Invited Paper MI+2D-WeM10
Compositional Tuning of Magnetic Exchange Interactions and Interpretation of the Pressure Dependence of the Magnetic Curie Temperature in High Entropy Alloys.

Wednesday, October 23, 2019, 11:00 am, Room A210

Magnetocaloric effect (MCE) materials are of interest in a more efficient technology than conventional gas compression refrigeration.MCE cooling is environmentally friendly since ozone depleting refrigerants are not used. Critical rare earths metals (REs) and compounds have large MCE response and working temperatures near room temperature. However, their scarcity, high price and corrosion limit their use. Recently, transition metal based high entropy alloys (HEAs) are studied for MCE applications due to convenient tunability of Curie temperatures,use of inexpensive components and tuning of the breadth of the magnetic phase transformation by distributing pair-wise magnetic exchange interations on a single fcc crystalline lattice. I will present our understanding of Curie temperature, T_c, engineering in metals with direct exchange interactions as rooted in the famous Bethe-Slater curve semi-empirically derived from considerations of the chemical bond and the constraints of the Pauli exclusion principle.

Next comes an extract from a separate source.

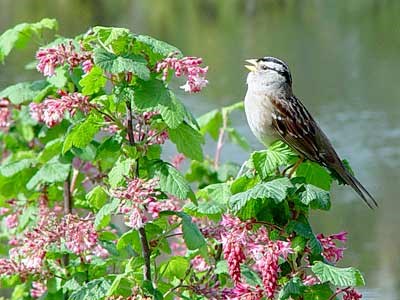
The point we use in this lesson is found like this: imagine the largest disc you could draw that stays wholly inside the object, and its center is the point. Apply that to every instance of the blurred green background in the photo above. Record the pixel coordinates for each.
(344, 57)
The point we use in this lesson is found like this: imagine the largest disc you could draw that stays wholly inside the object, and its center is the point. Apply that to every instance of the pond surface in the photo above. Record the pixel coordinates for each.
(344, 57)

The Bethe-Slater curve predicts the dependence of the magnetic exchange interactions on D/d where D is the transition metal interatomic spacing and d is the spatial extend of the magnetic d-orbitals. The Bethe-Slater curveguides alloy design to optimize T_c‘s through distribution of exchange interactions in MCE HEAs_. I will present results for the composition and pressure dependence of the Curie temperature along with Mossbauer spectra, for which the average hyperfine field is proportional to an average pairwise exchange interaction and by inference T_c. Within this formalism, we consider J(D/d), i.e. the exchange interaction(s) as a function of D/d the variable for which the Bethe-Slater curve is parameterized. The P-dependence of T_cwill be interpreted for FeCoNiMnCu 5-component HEAs with a room temperature T_c.